Saturday, July 16, 2011

Luzie Cheng

Ich wurde am Abend des 15. Juli 1900 als Tochter von Margarete Schreiber-Cheng und Ning Cheng und als ein Teil von eineiigen Zwillingen in Hamburg geboren. Mein vollständiger Name ist eigentlich Bao Luzie Cheng, aber ich wurde immer Luzie, nach meiner Großmutter, genannt. Meine Schwester Juan Lilith Cheng wurde zwei Minuten nach mir geboren. Sie wurde, wie man es sich denken kann, Lilli genannt.

Die Zeiten waren schlecht. Es gab kaum Arbeit und die Wohnverhältnisse waren erbärmlich. Außerdem hatten die Hamburger Gesellschaft Probleme mit einer Familie, die halb chinesisch war. Meine Mutter bekam eine Anstellung als Hausmädchen bei einer Reederfamilie im noblen Blankenese.

Sie war dort Mädchen für alles. Glücklicherweise waren ihre Arbeitgeber sehr weltoffen und sorgten dafür, dass meine Schwester und ich die Schule besuchen konnten.

Die Zeiten wurden besser und glücklicher, bis mein Vater nach dem Verzehr von verdorbenen Fisch, an einer Fischvergiftung starb und die Reederei Bankrott anmelden mußte.

Lilith und ich waren damals 10 Jahre alt. Meine Mutter war nun Witwe, hatte keine Arbeit mehr und war kurz davor unsere kleine Bleibe in Hamburg-Altona zu verlieren.

Da bekamen wir Post von einer Tante aus Angermünde. Sie schrieb, sie bräuchte Hilfe in der kleinen Pension, die sie führte und sie hätte Platz genug für uns drei.
Wir hatten kein Geld, um mit der Bahn dorthin zu fahren. Also machten wir uns mit ein paar Habseligkeiten und einem Bollerwagen zu Fuß auf den Weg.

Wir übernachteten in Scheunen und im Wald, denn es war Juli und warm, und manchmal halfen wir bei Bauern auf dem Hof und verdienten uns so unser Essen. Kurz vor unserem Ziel wurde unsere Mutter krank und sie musste in ein Hospital. Man sagte uns, sie hätte die Schwindsucht und könnte nicht weiter mit uns gehen.

Wir durften aber auch nicht im Hospital bleiben.
Das waren die schlimmsten Wochen in meinem bisherigen Leben, denn Lilith und ich wurden getrennt.

Unsere Tante wollte uns nicht haben, da sie nicht noch zwei weitere Mäuler stopfen wollte.

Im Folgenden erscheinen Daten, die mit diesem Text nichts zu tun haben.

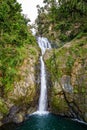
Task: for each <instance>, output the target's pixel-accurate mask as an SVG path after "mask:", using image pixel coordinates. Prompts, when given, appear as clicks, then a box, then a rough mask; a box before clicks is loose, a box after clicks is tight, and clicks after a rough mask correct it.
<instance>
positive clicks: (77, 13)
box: [36, 0, 87, 46]
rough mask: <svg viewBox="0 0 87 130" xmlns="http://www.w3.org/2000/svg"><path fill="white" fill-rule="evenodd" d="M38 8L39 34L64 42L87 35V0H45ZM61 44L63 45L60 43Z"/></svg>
mask: <svg viewBox="0 0 87 130" xmlns="http://www.w3.org/2000/svg"><path fill="white" fill-rule="evenodd" d="M44 3H45V6H44V7H41V8H40V6H37V8H38V18H37V19H36V25H37V34H36V35H38V34H41V35H43V36H45V37H48V38H49V39H50V40H52V41H54V42H56V43H57V42H58V40H60V44H61V41H62V42H63V43H65V42H67V41H70V40H72V39H73V38H75V37H77V38H80V37H82V36H84V35H87V1H86V0H44ZM59 46H61V45H59Z"/></svg>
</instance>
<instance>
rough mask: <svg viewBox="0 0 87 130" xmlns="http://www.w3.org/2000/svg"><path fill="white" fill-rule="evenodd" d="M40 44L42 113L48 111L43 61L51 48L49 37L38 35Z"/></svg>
mask: <svg viewBox="0 0 87 130" xmlns="http://www.w3.org/2000/svg"><path fill="white" fill-rule="evenodd" d="M37 41H38V45H39V47H40V48H41V52H42V55H41V56H40V62H41V86H40V98H39V109H38V111H39V112H40V113H42V112H44V111H46V109H47V86H46V70H45V64H44V61H43V55H44V53H45V51H46V49H50V48H51V45H50V42H49V41H48V39H47V38H44V37H38V39H37Z"/></svg>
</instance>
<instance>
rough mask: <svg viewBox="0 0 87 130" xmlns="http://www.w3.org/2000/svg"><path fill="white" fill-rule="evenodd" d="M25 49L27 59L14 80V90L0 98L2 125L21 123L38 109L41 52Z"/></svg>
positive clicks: (18, 68) (0, 116)
mask: <svg viewBox="0 0 87 130" xmlns="http://www.w3.org/2000/svg"><path fill="white" fill-rule="evenodd" d="M25 48H26V49H25V55H26V58H25V59H24V60H23V63H22V64H21V65H20V67H18V68H17V70H18V72H17V78H15V80H14V83H13V89H12V90H11V91H9V92H8V93H7V94H5V95H4V96H3V97H0V120H1V121H2V123H6V122H11V121H15V122H21V121H23V120H24V118H25V115H26V114H30V113H32V112H33V111H35V110H36V109H37V105H38V102H37V101H38V95H39V94H38V90H39V88H38V84H39V77H38V76H39V68H38V64H39V63H38V61H39V60H38V59H39V54H40V51H39V49H38V47H37V46H35V47H34V46H32V45H26V46H25ZM2 123H1V124H2Z"/></svg>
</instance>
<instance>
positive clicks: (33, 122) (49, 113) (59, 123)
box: [16, 113, 87, 130]
mask: <svg viewBox="0 0 87 130" xmlns="http://www.w3.org/2000/svg"><path fill="white" fill-rule="evenodd" d="M16 130H87V125H85V124H83V123H79V122H77V121H73V120H71V119H69V118H64V117H62V116H57V115H54V114H51V113H48V114H32V115H30V116H29V117H28V119H27V120H26V121H25V122H23V123H22V124H20V125H19V126H18V127H17V128H16Z"/></svg>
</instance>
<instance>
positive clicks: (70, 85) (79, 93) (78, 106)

Lilith kam zu einer Bauernfamilie in der Nähe von Schwerin und ich zu einer Familie in Bernau.

Von meiner Tante habe ich dann noch erfahren, dass unsere Mutter ein Tag später verstarb und in einem Armengrab beigesetzt wurde. Ich habe nie erfahren, wo.

Ich besuchte in Bernau weiter die Schule und nach den Schularbeiten, hatte ich im Haushalt zu helfen.

Meine Adoptiveltern waren nett zu mir und ich durfte sogar die Mittelschule beenden.

Leider hatte ich in Bernau keine Möglichkeiten, einen Beruf zu erlernen. Und ein Ehemann mit einer prall gefüllten Brieftasche war auch nicht erreichbarer Nähe. Ich ging also nach Berlin, um dort Arbeit zu finden.

Ich streunte also ziemlich ziellos durch Berlin und überlegte, wie und wo ich die Nacht verbringen könnte. Ich kannte Berlin nicht und hatte Angst. Als ich hungrig und mit Tränen der Verzweiflung in den Augen vor einer Schlachterei stand, sprach mich auf einem Mal eine Frau an. Es war meine alte Schulfreundin aus Bernau, Auriga Elan.

Sie war schon vor mir nach Berlin gegangen und hatte hier einen wohl situierten Mann geheiratet. Inzwischen war sie Witwe, da ihr Mann es vorgezogen hatte, sich von seinem Roulettepartner erschiessen zu lassen.
Aber sie hatte immer noch ihre Wohnung in der Friedrichstraße und bot mir sofort an, dort mit einzuziehen.
Seither lebe ich nun dort und fühle mich auch sehr wohl.

Und um das Ganze perfekt zu machen: In der Schlange vor dem Billetschalter am Bahnhof Alexanderplatz habe ich meine Zwillingsschwester wiedergefunden.